A volume of 140 cm3 of an ideal gas has an initial temperature of 20°C and an initial pressure of 1 atm. What is the final pressure if the volume is reduced to 120 cm3 and the temperature is raised to 40°C?

PV = kT, so PV/T is constant.

So, you want P such that

(P)(120)/(40+273) = (1)(140)/(20+273)

To solve this problem, we can use the ideal gas law, which states that the product of the pressure (P), volume (V), and temperature (T) of a gas is constant, expressed as PV = nRT, where n is the number of moles of the gas and R is the ideal gas constant.

Since we are given the pressure, volume, and temperature before and after the change, we can set up two equations and solve for the final pressure (Pf).

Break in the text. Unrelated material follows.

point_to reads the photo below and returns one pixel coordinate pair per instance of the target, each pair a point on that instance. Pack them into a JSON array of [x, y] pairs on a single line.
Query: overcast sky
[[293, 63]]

Let's use subscripts '1' and '2' to represent the initial and final states, respectively.

Equation 1:
P1 * V1 / T1 = P2 * V2 / T2

Plugging in the given values:
1 atm * 140 cm^3 / (20 + 273.15 Kelvin) = Pf * 120 cm^3 / (40 + 273.15 Kelvin)

Simplifying the equation:
140 / (20 + 273.15) = Pf * 120 / (40 + 273.15)

Now, let's solve for Pf:
Pf = (140 / (20 + 273.15)) * (40 + 273.15) * (120 / 140)

Using a calculator, we can evaluate the expression:
Pf ≈ 1.584 atm

Therefore, the final pressure, when the volume is reduced to 120 cm3 and the temperature is raised to 40°C, is approximately 1.584 atm.